Setelah menunggu selama lebih dari seminggu penyeleksian, sore ini panitia akan memberitahu siapa-siapa saja yang karyanya masuk dalam peringkat 100 besar. Perlombaan ini diadakan nasional untuk semua kalangan. Jadi Lisa merasa sangat bangga saat melihat namanya tercatat di salah satu kursi peserta. Memang entah hanya berapa yang mengikuti perlombaan tapi rasa bangga mengalahkan segalanya. Lisa tidak perduli. Sekali lagi, pengalaman.
Saat ini, Lisa tengah menanti pengumuman 100 orang beruntung yang karyanya akan dimuat disalah satu buku yang katanya akan diterbitkan juga. Duh, dag dig dug sekali.
"Bin, pundakmu sudah siap?"
Hanben diam mencari maksud dari perkataan Lisa, "Oh, ya. Berapa lama pun kau menangis bahuku siap menjadi sandaranmu," jawabnya lantang. "Tapi, kenapa kau justru bersiap untuk kalah?"
Duk.
"Bukan mau menangis di pundakmu. Tapi mau kugigit pundakmu, aku sangat gugup." Setelah 'meminta izin' demikian Lisa langsung menggigit pundak Hanben. Tidak, lebih tepatnya lengan Hanben.
Hanben meringis saat gigi Lisa menancap di kulit sawo matangnya meski terhalang lengan kaos. Lisa jorok sekali ewh~ benar-benar tak tau malu. "Seriuosly, Lice?"

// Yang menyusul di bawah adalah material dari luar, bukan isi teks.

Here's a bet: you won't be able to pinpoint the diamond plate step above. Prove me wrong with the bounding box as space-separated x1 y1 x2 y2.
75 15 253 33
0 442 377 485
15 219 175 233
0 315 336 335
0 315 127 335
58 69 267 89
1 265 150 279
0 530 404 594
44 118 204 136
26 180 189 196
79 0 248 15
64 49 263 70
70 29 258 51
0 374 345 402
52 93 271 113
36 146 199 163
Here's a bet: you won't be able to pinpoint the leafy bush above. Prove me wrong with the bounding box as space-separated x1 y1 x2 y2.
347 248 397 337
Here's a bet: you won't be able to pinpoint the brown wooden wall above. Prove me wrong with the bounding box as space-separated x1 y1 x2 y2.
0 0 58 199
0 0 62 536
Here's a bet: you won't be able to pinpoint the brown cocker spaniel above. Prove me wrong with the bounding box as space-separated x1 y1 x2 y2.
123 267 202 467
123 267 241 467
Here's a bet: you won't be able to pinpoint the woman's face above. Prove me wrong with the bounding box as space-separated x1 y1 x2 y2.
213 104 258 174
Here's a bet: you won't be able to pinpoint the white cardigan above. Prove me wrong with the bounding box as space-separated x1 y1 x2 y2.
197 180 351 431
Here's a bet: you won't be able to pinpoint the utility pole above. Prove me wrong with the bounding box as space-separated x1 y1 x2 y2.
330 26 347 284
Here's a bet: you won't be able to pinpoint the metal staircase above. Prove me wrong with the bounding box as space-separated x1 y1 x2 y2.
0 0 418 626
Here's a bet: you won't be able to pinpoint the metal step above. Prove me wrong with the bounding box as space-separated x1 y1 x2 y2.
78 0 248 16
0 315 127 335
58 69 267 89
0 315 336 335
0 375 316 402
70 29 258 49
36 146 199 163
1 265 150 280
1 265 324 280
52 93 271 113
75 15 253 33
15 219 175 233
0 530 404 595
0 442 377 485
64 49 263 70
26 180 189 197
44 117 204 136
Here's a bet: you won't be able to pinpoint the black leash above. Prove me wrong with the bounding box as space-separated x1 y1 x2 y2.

Lisa melepas gigitannya lalu menampar lengan Hanben itu, "Kalau tidak sudi bilang dari awal," sungutnya. Sudah gugup Hanben malah membuatnya makin tak karuan.
By the way, Lisa memang sedang menunggu pengumuman itu bersama Hanben di rumah. Penasaran katanya jadi Hanben datang ke rumah. Lagipula tak ada seorang pun di rumah sekarang kecuali Lisa.

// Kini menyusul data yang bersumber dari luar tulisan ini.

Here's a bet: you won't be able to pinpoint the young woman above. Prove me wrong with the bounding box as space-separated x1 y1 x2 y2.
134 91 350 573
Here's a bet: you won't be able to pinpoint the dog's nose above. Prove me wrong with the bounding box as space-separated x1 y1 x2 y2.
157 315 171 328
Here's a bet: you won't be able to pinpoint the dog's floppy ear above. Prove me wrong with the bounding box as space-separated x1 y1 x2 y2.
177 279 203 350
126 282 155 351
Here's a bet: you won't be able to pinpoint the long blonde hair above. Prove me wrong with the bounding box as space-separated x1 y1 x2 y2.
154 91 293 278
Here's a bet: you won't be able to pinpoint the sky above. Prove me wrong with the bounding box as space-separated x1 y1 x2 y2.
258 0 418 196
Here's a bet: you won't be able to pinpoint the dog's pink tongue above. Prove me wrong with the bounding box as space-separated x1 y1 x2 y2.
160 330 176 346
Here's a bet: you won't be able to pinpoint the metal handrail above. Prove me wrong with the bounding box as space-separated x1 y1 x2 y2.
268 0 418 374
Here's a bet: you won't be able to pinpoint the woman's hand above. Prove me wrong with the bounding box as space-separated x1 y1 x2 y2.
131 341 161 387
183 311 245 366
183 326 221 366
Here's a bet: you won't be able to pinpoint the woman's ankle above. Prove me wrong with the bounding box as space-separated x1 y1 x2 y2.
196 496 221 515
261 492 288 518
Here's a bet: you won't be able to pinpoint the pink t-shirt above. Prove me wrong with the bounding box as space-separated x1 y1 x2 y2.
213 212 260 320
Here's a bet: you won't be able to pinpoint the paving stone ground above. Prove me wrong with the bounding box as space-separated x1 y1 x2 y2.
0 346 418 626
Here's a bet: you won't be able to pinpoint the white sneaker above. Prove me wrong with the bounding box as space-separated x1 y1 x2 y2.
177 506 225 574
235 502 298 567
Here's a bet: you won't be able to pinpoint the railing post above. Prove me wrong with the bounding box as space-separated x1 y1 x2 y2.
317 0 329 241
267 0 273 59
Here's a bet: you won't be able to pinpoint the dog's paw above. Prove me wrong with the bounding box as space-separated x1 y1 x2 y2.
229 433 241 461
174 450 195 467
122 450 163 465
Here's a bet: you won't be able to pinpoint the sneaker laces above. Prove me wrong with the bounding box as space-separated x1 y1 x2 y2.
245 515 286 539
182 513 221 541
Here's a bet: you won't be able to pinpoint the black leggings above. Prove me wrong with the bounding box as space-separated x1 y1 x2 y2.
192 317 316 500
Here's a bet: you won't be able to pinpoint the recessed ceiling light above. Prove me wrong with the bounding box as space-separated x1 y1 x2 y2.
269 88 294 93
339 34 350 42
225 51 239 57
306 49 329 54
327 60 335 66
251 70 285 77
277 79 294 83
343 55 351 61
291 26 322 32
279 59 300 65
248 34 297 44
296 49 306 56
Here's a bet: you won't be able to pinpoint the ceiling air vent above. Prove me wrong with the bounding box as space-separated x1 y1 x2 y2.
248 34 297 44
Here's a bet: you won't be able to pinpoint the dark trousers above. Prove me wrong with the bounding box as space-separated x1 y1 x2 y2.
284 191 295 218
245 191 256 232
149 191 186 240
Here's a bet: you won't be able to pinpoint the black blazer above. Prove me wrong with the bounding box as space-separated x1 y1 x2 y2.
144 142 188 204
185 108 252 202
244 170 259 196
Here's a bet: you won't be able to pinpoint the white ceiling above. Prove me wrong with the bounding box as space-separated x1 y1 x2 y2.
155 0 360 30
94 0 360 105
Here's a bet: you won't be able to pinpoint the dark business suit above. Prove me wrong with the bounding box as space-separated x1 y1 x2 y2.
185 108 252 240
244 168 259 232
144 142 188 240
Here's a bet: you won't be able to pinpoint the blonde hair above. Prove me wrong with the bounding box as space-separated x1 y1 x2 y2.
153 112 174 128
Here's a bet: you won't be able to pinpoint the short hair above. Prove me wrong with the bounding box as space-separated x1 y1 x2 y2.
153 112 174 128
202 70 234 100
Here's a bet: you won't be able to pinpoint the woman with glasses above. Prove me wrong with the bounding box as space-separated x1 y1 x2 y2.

"So sweet sekali. Tapi bisakah tidak bermesraan di RUANG TAMU rumahku?" sindir Mino yang baru pulang setelah menyelesaikan mata kuliahnya. Sepertinya Lisa melupakan makhluk yang satu itu.
"Minggir kau, Bang," balas Lisa.
Mino berlalu ke kamarnya cuek.
"Diam sedikit, Lis. Masih lima menit."
"Masih lima menit katamu? Lima menit, Bin, lima!"
Hanben menghembuskan napasnya kasar. Negara mereka terbiasa dengan jam karetnya. Pasti tak akan tepat lima menit lagi. Oh, tunggu saja. Hanben akan bertepuk tangan dengan keras jika tepat lima menit ke depan.
"Nonton apasih kalian? Tegang sekali," entah sejak kapan arwahnya Mino datang lagi ke bumi.
"Siapa juga yang sedang nonton," jawab Lisa.
"Lisa sedang menunggu pe— awh! Kdrt ini namanya, Lice! Tadi menggigit, menampar, lalu sekarang mencakar," protes Hanben. Mungkin Hanben akan menambahkan perlakuan Lisa tadi ke daftar hobi Lisa. Hobi yang dilakukan untuk kepuasan hati yang dilakukan di waktu lapang. Sayangnya menyiksa orang lain.
Mino yang ambigu bertanya, "Menggigit apa?"
"Lisa menggigit lenganku tadi. Lihat ini bekasnya tercetak jelas," Hanben menunjukkan lengannya pada Mino. Ada dua garis yang membekas.
"Memang eskulmu apasih, Lice? Brutal sekali."